Stippvisite in Thüringen
Zu Besuch in Jena am 5. bis 8. Februar 2001


Obwohl ich mich eigentlich mehr für historische Bahnen interessiere, freue ich mich mit Jena, daß man durch Kriege und magere Zeiten hindurch es geschafft hat, eine Nahverkehrstradition zu bewahren und ein gut funktionierendes ÖPNV-System aufzubauen. Wenngleich Begriffe wie Regionalisierung des ÖPNV und der EG-Gesetzgebung noch nicht so geläufig sind, ist man mit Fahrkartenautomaten mit Scheckkartenbedienung und Haltestelleninformationssystem bereits weiter als im Verkehrsverbund Rhein-Sieg VRS.

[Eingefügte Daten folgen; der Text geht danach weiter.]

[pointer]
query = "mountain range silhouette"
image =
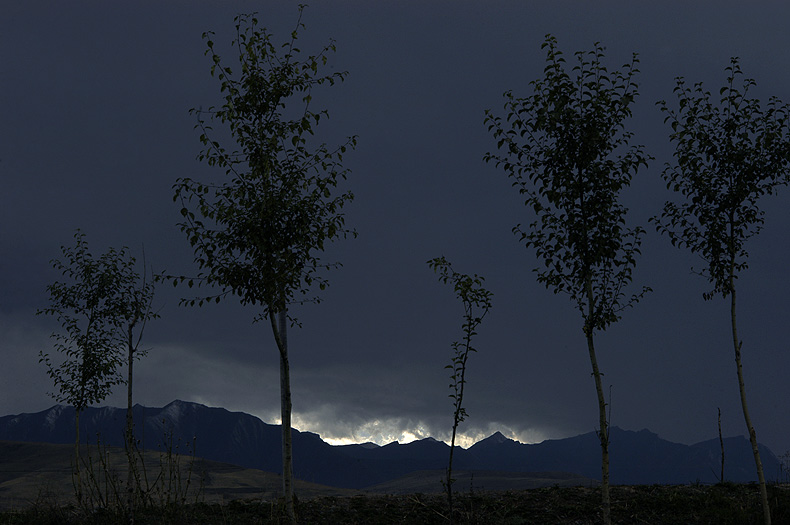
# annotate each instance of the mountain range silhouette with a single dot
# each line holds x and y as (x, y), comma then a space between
(640, 457)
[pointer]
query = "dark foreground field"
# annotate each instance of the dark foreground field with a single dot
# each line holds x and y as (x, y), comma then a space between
(717, 504)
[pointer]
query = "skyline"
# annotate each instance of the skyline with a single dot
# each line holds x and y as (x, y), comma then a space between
(99, 130)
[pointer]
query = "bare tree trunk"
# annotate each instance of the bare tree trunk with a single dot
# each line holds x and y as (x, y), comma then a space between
(742, 388)
(77, 455)
(603, 433)
(450, 473)
(721, 445)
(130, 488)
(281, 336)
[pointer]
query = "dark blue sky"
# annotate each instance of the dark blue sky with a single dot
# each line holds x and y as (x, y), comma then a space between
(95, 130)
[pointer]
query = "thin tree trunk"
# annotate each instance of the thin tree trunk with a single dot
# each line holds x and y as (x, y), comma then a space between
(603, 434)
(281, 337)
(450, 471)
(77, 455)
(742, 388)
(721, 445)
(130, 488)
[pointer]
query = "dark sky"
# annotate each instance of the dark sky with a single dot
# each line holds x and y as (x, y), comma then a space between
(95, 130)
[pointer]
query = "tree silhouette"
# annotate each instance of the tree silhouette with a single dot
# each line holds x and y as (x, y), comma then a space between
(258, 234)
(477, 302)
(727, 157)
(88, 306)
(567, 151)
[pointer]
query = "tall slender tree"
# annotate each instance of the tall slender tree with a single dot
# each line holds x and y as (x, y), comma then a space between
(258, 233)
(727, 156)
(135, 300)
(476, 301)
(86, 305)
(566, 148)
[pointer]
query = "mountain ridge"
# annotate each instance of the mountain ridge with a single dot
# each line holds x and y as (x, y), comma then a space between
(638, 457)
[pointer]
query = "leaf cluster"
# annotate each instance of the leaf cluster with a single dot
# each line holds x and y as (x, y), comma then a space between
(97, 304)
(256, 235)
(477, 302)
(727, 156)
(567, 150)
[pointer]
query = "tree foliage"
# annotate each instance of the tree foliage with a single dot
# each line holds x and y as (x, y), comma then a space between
(89, 305)
(567, 150)
(476, 301)
(568, 153)
(257, 235)
(728, 155)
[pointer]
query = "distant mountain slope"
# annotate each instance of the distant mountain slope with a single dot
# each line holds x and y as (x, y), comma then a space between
(31, 472)
(241, 439)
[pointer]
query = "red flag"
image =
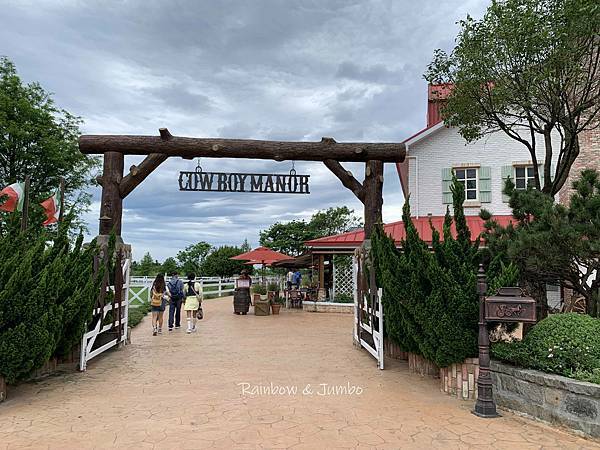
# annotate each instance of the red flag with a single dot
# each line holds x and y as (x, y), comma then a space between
(15, 194)
(50, 206)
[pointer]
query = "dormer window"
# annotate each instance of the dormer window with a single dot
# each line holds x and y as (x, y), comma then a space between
(468, 177)
(524, 177)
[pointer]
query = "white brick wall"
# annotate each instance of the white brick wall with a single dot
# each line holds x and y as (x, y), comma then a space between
(446, 148)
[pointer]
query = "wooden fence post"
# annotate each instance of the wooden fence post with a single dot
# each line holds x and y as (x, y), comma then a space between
(2, 389)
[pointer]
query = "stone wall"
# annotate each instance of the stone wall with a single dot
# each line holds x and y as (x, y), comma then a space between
(344, 308)
(551, 398)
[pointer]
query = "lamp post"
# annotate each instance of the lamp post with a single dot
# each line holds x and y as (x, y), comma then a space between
(485, 406)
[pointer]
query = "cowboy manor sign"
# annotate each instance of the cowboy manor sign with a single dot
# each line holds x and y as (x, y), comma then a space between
(244, 182)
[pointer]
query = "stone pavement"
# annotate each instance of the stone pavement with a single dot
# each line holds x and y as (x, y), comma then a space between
(185, 391)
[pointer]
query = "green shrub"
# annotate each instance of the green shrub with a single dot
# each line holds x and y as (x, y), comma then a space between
(259, 289)
(47, 292)
(564, 344)
(343, 298)
(429, 294)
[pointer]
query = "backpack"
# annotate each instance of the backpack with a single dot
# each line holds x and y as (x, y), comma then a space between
(156, 299)
(176, 289)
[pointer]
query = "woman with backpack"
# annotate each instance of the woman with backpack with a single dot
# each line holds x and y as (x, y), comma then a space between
(157, 303)
(192, 302)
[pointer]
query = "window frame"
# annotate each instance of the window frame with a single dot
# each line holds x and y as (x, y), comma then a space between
(476, 189)
(527, 179)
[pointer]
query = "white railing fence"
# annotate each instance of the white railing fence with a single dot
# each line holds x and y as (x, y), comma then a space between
(139, 288)
(111, 332)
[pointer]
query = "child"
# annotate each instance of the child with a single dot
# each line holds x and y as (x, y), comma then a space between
(157, 303)
(193, 300)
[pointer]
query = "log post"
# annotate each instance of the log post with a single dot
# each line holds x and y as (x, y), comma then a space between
(111, 207)
(373, 196)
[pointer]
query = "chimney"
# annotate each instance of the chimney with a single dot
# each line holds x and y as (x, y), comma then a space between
(436, 99)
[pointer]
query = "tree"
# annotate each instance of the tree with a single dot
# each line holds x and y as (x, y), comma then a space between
(169, 266)
(531, 69)
(573, 258)
(219, 264)
(146, 266)
(192, 257)
(40, 140)
(245, 247)
(334, 221)
(289, 237)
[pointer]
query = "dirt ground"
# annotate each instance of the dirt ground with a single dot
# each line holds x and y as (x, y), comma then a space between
(288, 381)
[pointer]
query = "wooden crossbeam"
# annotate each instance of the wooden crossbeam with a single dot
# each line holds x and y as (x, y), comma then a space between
(186, 147)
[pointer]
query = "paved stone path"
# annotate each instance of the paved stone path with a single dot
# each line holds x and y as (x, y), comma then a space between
(183, 391)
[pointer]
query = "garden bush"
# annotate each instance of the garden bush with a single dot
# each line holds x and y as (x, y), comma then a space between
(47, 292)
(430, 297)
(564, 344)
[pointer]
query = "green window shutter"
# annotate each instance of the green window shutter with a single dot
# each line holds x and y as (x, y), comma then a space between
(507, 172)
(485, 184)
(446, 183)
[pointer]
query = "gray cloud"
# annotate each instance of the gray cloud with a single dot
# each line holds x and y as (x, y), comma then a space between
(266, 69)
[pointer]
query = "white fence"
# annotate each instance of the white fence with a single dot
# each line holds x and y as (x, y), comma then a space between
(139, 288)
(115, 329)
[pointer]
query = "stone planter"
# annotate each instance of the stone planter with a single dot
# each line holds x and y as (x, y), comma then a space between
(393, 350)
(460, 380)
(424, 367)
(551, 398)
(457, 380)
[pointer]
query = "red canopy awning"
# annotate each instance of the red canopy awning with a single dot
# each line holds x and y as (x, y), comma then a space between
(261, 255)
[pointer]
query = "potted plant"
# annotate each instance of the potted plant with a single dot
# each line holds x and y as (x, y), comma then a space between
(276, 303)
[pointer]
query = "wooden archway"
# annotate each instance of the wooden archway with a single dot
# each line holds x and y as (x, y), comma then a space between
(116, 186)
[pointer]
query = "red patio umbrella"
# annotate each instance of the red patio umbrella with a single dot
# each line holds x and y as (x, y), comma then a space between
(261, 255)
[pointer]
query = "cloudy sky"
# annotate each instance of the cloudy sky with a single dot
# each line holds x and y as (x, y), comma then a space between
(259, 69)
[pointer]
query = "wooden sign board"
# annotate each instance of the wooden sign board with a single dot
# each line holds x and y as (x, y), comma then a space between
(243, 182)
(510, 305)
(242, 283)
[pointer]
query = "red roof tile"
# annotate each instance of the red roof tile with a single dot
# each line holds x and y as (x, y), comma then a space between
(397, 232)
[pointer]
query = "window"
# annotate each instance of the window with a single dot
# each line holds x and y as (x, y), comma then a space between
(468, 177)
(524, 177)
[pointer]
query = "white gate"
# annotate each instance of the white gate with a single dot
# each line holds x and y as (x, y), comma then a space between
(368, 309)
(108, 331)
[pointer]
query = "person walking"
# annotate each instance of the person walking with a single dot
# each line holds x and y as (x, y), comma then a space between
(157, 303)
(176, 295)
(192, 302)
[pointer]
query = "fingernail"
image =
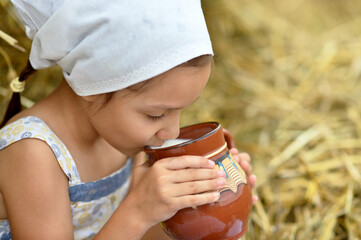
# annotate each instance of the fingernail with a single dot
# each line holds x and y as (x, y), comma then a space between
(216, 195)
(221, 173)
(221, 182)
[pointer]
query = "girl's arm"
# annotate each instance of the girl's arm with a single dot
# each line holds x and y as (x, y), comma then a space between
(35, 192)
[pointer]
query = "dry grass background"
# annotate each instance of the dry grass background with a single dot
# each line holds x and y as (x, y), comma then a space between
(286, 83)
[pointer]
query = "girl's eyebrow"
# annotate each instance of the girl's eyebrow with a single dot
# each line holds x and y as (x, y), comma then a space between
(165, 107)
(168, 107)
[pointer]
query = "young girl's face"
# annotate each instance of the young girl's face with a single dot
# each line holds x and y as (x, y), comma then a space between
(132, 120)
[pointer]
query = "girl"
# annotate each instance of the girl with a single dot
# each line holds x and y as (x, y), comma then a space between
(69, 165)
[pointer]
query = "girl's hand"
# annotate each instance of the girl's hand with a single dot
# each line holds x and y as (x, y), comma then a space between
(174, 183)
(244, 161)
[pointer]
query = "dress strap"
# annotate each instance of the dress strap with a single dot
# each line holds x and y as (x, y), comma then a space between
(34, 127)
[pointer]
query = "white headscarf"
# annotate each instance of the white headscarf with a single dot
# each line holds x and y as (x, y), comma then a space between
(104, 46)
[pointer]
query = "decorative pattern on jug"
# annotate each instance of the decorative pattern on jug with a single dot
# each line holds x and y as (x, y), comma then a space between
(235, 175)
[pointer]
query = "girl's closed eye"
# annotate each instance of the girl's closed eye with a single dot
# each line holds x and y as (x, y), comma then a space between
(155, 117)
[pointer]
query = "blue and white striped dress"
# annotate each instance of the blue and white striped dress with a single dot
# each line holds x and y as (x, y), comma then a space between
(92, 203)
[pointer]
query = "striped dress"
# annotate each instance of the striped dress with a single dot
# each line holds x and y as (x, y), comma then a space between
(92, 203)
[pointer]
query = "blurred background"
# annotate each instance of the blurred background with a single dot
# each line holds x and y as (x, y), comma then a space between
(286, 83)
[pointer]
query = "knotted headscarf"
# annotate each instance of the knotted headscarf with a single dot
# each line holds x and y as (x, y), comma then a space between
(104, 46)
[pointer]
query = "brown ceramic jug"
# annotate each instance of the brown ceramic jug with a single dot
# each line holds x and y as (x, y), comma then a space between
(225, 219)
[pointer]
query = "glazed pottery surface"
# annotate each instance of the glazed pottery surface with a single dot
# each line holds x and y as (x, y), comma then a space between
(225, 219)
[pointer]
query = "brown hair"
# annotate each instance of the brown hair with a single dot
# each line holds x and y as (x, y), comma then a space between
(14, 106)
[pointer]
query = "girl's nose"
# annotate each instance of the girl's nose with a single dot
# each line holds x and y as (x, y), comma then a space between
(170, 129)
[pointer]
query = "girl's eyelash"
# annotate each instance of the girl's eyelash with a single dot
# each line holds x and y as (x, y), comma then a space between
(155, 118)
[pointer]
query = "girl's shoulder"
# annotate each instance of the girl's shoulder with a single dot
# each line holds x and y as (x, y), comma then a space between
(23, 135)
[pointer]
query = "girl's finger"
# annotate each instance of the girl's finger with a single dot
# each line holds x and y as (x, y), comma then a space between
(183, 162)
(254, 199)
(234, 151)
(195, 174)
(198, 187)
(197, 199)
(252, 180)
(246, 167)
(245, 157)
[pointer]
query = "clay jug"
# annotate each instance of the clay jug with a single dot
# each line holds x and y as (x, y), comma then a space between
(225, 219)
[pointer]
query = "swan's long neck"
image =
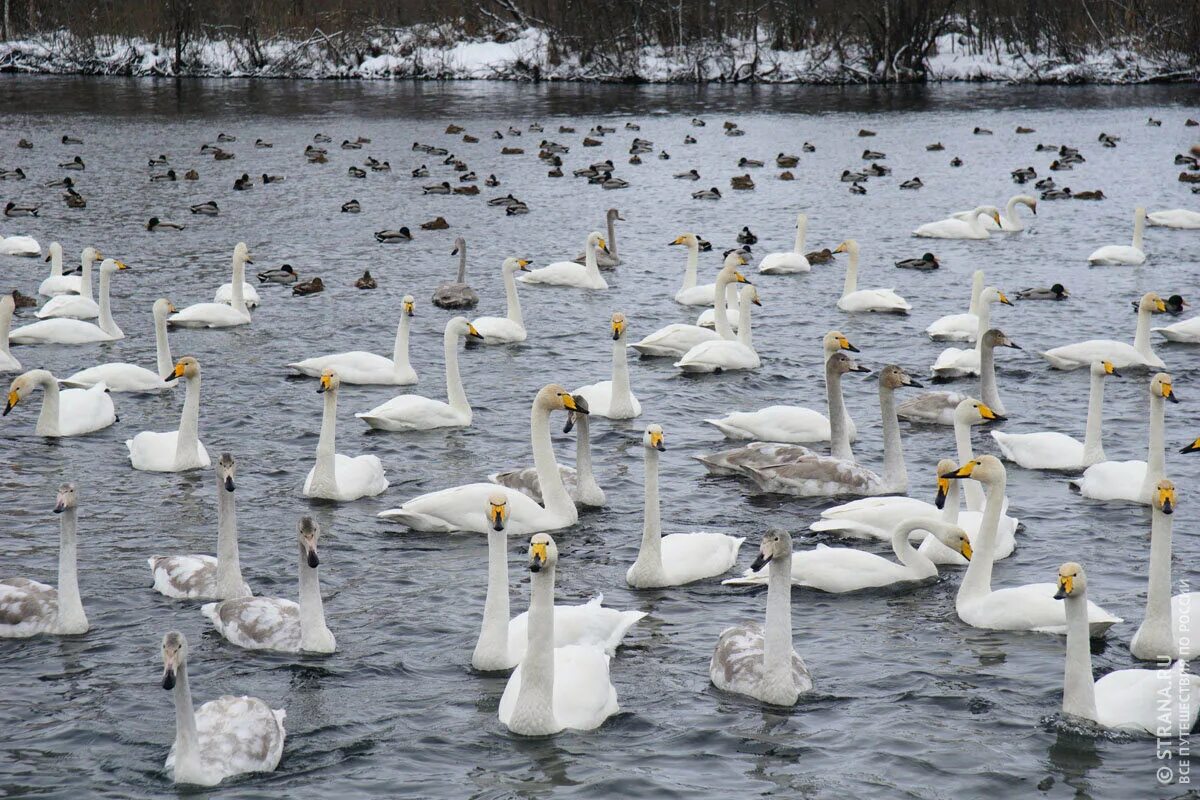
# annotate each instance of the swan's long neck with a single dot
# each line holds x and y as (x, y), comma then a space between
(895, 474)
(187, 745)
(229, 583)
(162, 344)
(71, 615)
(107, 323)
(492, 648)
(534, 713)
(1156, 458)
(455, 392)
(977, 581)
(553, 493)
(313, 632)
(510, 293)
(1078, 687)
(187, 443)
(48, 420)
(988, 390)
(839, 431)
(972, 491)
(1093, 443)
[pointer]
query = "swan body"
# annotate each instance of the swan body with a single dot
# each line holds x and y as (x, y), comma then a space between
(66, 411)
(417, 413)
(569, 274)
(462, 507)
(30, 608)
(760, 661)
(226, 737)
(174, 451)
(367, 368)
(865, 300)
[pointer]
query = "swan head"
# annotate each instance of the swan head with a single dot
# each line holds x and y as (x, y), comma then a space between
(653, 438)
(777, 545)
(618, 326)
(174, 656)
(1164, 497)
(186, 367)
(996, 337)
(943, 483)
(893, 377)
(1161, 386)
(497, 510)
(972, 411)
(66, 498)
(307, 536)
(543, 553)
(329, 382)
(1072, 582)
(226, 469)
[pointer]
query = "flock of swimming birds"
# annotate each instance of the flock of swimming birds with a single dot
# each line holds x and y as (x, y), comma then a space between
(559, 654)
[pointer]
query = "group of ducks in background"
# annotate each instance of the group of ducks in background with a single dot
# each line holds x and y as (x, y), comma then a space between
(559, 654)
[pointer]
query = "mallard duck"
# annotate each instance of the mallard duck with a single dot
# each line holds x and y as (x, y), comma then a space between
(283, 275)
(394, 235)
(312, 286)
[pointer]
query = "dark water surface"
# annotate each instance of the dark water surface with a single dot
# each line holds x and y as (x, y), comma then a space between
(909, 701)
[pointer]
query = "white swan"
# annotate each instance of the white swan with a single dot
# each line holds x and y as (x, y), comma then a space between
(336, 476)
(120, 377)
(275, 623)
(462, 507)
(1133, 480)
(678, 338)
(569, 274)
(505, 330)
(174, 451)
(555, 689)
(229, 735)
(65, 413)
(865, 300)
(795, 260)
(960, 362)
(1165, 631)
(840, 570)
(63, 330)
(1150, 702)
(9, 362)
(760, 660)
(417, 413)
(1180, 218)
(1122, 355)
(1008, 221)
(1054, 450)
(1030, 607)
(204, 577)
(1123, 254)
(502, 642)
(723, 355)
(580, 481)
(787, 423)
(690, 294)
(219, 314)
(28, 607)
(813, 475)
(363, 367)
(960, 328)
(937, 408)
(676, 559)
(960, 228)
(613, 398)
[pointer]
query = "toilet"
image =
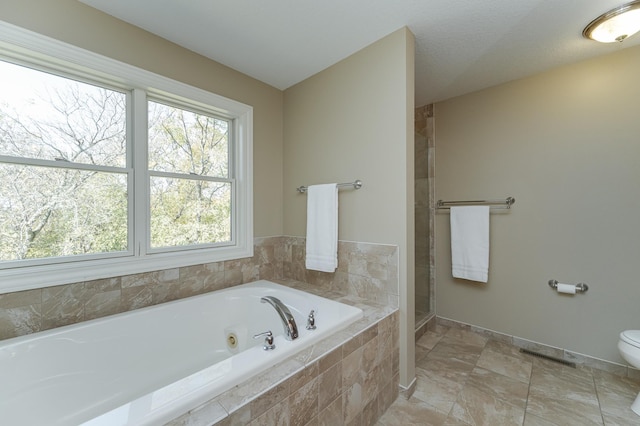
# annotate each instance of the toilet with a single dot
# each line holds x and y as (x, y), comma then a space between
(629, 347)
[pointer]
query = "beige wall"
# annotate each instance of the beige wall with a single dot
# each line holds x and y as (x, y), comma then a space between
(73, 22)
(351, 121)
(566, 145)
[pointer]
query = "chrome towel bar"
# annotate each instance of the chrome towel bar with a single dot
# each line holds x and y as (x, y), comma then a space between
(506, 203)
(357, 184)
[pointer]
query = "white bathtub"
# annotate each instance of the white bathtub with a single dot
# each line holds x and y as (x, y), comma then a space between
(148, 366)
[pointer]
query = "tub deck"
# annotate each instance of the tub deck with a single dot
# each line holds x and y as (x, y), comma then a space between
(367, 352)
(195, 377)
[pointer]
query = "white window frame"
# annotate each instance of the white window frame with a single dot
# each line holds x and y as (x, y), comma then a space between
(27, 46)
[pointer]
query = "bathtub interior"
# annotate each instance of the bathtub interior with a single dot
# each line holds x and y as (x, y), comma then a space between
(149, 365)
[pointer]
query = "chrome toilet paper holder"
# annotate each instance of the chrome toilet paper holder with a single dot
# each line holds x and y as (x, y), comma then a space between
(580, 287)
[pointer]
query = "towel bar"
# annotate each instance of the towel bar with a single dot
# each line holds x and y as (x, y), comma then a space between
(507, 203)
(357, 184)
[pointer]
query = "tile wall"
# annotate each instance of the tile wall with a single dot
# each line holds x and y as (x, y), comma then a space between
(352, 380)
(367, 270)
(424, 202)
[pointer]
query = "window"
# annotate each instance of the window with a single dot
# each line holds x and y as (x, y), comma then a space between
(107, 170)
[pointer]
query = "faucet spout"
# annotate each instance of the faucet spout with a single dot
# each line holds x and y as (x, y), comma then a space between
(288, 322)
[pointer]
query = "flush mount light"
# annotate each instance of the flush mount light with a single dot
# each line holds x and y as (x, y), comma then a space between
(615, 25)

Das Angebot innerhalb der Stadt und der Hauptstrecken läßt einen selten länger auf die nächste Bahn warten, die einmal links, einmal rechts und einmal geradeaus weiterfährt. Die Verkettung der Thüringischen Städte per Regionalbahn ist gegeben, Überlandbusse sind in Jena zwar nicht so häufig anzutreffen wie in Weimar, dafür ist die Straßenbahn außerhalb der Stadt auf Neubaustrecken mit modernen Niederflurfahrzeugen vertreten. Die alten Gothaer werden wohl bis Ende 2002 ausgedient haben und man wird über ein modernes Straßenbahnsystem verfügen.





Zu den historischen Triebwagen 26 und 27 werden sich wohl 1 oder 2 Gothaer Züge hinzugesellen und die Tradition des Nahverkehrsunternehmens aufrechterhalten, auf die man stolz sein kann. Hier einige Eckdaten zur Geschichte des ÖPNV in Jena:

06.04.01

Beginn des Straßenbahnbetriebes

1945

14-tägige Einstellung der Straßenbahn

1949

VEB Jena

1990

Jenaer Nahverkehrsgesellschaft

1995

Erste Niederflurwagen

06.04.01

100-jähriges Bestehen


Im Vergleich mit der Landeshauptstadt Erfurt hat man gewaltig aufgeholt. Auch wenn man Jena nicht mit anderen Städten direkt vergleichen kann, eines ist sicher: Gegenüber den mittleren rheinischen Städten wie Aachen, Trier und Koblenz verfügt man über eine Straßenbahn.